House Minority Leader Lawrence Cafero believed the decision to delay the October revenue estimates until after the November election was a purely political move, so he asked the nonpartisan Office of Fiscal Analysis to give him its estimates early.

The Office of Fiscal Analysis and the Office of Policy and Management sit down three times a year and come to a consensus on the state’s revenue estimates. The estimates are released in January, April and October, but this summer the legislature voted to change the mid-October reporting period to Nov. 10.

For the past two years the numbers have been reported in October, but Democratic lawmakers said it made more sense to wait until November when they had more financial information to include in the report.

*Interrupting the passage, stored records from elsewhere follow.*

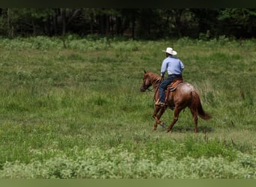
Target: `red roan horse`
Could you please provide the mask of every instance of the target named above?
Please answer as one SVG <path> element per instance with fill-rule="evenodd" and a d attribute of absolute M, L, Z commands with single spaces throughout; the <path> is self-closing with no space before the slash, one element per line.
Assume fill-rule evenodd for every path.
<path fill-rule="evenodd" d="M 153 88 L 156 90 L 154 100 L 156 102 L 159 99 L 158 86 L 160 82 L 160 76 L 144 70 L 143 83 L 140 90 L 141 92 L 144 92 L 149 87 L 153 85 Z M 204 120 L 209 120 L 211 118 L 211 116 L 209 114 L 204 112 L 201 103 L 200 97 L 196 93 L 195 89 L 192 85 L 187 82 L 178 84 L 174 91 L 168 92 L 166 104 L 167 105 L 163 107 L 157 105 L 155 105 L 153 114 L 153 117 L 156 120 L 156 123 L 153 126 L 154 130 L 156 129 L 158 124 L 165 126 L 165 123 L 160 120 L 160 117 L 168 107 L 174 107 L 174 117 L 169 127 L 167 129 L 167 132 L 171 130 L 178 120 L 180 112 L 186 107 L 189 107 L 193 117 L 195 132 L 198 132 L 198 115 Z"/>

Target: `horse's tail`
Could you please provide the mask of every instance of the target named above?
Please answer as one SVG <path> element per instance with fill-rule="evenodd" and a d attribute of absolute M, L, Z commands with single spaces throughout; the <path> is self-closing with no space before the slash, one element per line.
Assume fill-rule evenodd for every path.
<path fill-rule="evenodd" d="M 212 116 L 206 113 L 202 107 L 202 105 L 201 103 L 201 100 L 200 100 L 200 97 L 199 95 L 198 94 L 198 93 L 196 93 L 195 91 L 192 92 L 193 94 L 193 99 L 192 102 L 191 103 L 191 107 L 196 110 L 198 112 L 198 114 L 204 120 L 210 120 L 210 118 L 212 118 Z"/>

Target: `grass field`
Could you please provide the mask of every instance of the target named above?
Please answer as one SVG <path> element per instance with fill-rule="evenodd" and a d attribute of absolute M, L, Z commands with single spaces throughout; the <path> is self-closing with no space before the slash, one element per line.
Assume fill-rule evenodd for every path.
<path fill-rule="evenodd" d="M 256 179 L 256 40 L 0 38 L 0 178 Z M 152 131 L 172 46 L 210 120 Z M 162 120 L 171 123 L 173 111 Z"/>

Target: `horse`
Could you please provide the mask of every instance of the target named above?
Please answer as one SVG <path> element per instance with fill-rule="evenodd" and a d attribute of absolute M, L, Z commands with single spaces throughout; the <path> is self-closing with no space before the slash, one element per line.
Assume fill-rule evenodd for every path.
<path fill-rule="evenodd" d="M 161 76 L 152 72 L 146 72 L 145 70 L 144 72 L 143 82 L 140 91 L 144 92 L 152 85 L 155 89 L 154 101 L 156 102 L 159 98 L 158 88 L 162 81 Z M 167 132 L 172 129 L 174 125 L 178 120 L 180 112 L 186 107 L 190 109 L 193 117 L 195 132 L 198 132 L 198 116 L 204 120 L 210 120 L 212 118 L 210 114 L 204 111 L 198 94 L 189 83 L 182 82 L 177 85 L 174 91 L 165 91 L 165 93 L 167 93 L 165 97 L 166 105 L 165 106 L 155 105 L 153 117 L 155 119 L 156 123 L 153 126 L 153 130 L 156 130 L 158 124 L 162 126 L 165 126 L 160 120 L 160 118 L 168 108 L 174 110 L 174 118 L 166 129 Z"/>

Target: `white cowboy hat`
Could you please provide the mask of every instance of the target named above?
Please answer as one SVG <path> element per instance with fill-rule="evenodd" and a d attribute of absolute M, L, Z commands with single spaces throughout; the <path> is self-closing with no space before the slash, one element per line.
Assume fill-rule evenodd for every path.
<path fill-rule="evenodd" d="M 162 50 L 162 52 L 170 54 L 171 55 L 176 55 L 177 54 L 177 52 L 172 49 L 172 48 L 171 47 L 166 48 L 166 51 Z"/>

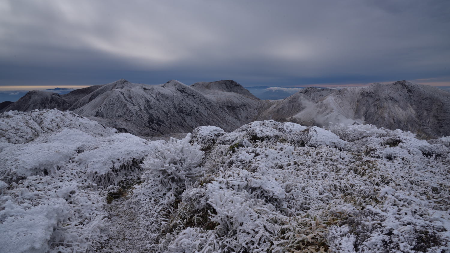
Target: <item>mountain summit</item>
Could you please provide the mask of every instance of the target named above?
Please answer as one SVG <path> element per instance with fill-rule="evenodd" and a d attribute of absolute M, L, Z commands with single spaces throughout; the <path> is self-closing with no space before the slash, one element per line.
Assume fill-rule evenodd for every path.
<path fill-rule="evenodd" d="M 141 136 L 187 133 L 205 125 L 231 131 L 273 119 L 303 125 L 370 124 L 430 138 L 450 135 L 450 93 L 406 80 L 341 90 L 307 88 L 284 99 L 261 100 L 232 80 L 176 80 L 158 85 L 121 79 L 59 95 L 32 91 L 1 111 L 69 110 Z"/>

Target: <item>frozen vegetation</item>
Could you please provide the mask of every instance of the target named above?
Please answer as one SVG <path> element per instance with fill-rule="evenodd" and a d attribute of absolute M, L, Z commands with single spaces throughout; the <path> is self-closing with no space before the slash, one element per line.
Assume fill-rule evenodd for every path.
<path fill-rule="evenodd" d="M 4 113 L 0 252 L 447 252 L 450 137 L 415 137 L 265 120 L 150 142 Z"/>

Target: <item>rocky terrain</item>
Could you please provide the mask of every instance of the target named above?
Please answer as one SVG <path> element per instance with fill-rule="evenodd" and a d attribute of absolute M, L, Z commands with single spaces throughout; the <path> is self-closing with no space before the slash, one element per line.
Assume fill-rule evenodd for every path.
<path fill-rule="evenodd" d="M 215 125 L 227 131 L 256 120 L 303 125 L 370 124 L 421 138 L 450 135 L 450 93 L 399 81 L 337 90 L 308 88 L 278 100 L 261 100 L 236 82 L 172 80 L 159 85 L 121 80 L 64 94 L 33 91 L 0 111 L 69 110 L 141 136 L 187 133 Z"/>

Finance Committee Co-Chairwoman Rep. Patricia Widlitz said during debate in June that the move had nothing to do with the election. Widlitz said the consensus revenue estimates were pushed back so the state would have a more up-to-date financial picture at its annual fiscal accountability meeting, which takes place between Nov. 15 and Nov. 30.

“The intent was to give us a more accurate picture with more accurate information than we had on October 15,” Widlitz said at the time.

But Cafero believes the numbers already prove his point that despite the second largest tax hike in the state’s history—the state could end the year in a deficit.

According to the OFA report prepared for Cafero this week, revenues are down about $71.6 million from projections. From Indian gaming revenue to sales tax revenues are lagging behind projections.

“Unless otherwise noted, these FY 13 revenue adjustments would continue into the out years, resulting in a net reduction to the General Fund revenue base of approximately $20.8 million annually for each of FY 14 – FY 16,” the OFA report states.

“We cannot ignore what is going on,“ Cafero said. “That is how we got into trouble in the first place. If we are facing another huge deficit we are going to have to act as soon as possible to fix this.”

Roy Occhiogrosso, Gov. Dannel P. Malloy’s senior communications adviser, said it’s the Republicans not the Democrats playing politics with the numbers.

“The closer we get to Election Day, the more desperate the Republicans become,” Occhiogrosso said Thursday. “The more desperate they become, the more heated their rhetoric becomes. The more heated the rhetoric the more they play fast and loose with the facts.“

“They should probably just take a deep breath and begin coming up with the excuses they’ll need to explain away another failed campaign season,” he added.

Cafero maintains he’s simply dealing with the reality of the numbers and this has nothing to do with election year politics. After all the legislation requiring the estimates to be prepared was implemented three years ago by a Democrat-controlled legislature as a check on the executive branch, which at the time was controlled by a Republican.

“Despite all assurances from the Democrats and Gov. Malloy that we could tax our way out of the previous deficit, Connecticut’s budget remains structurally broken because we continue to spend more money than we take in,“ Cafero said. “Until we address that basic fact we will run deficits.”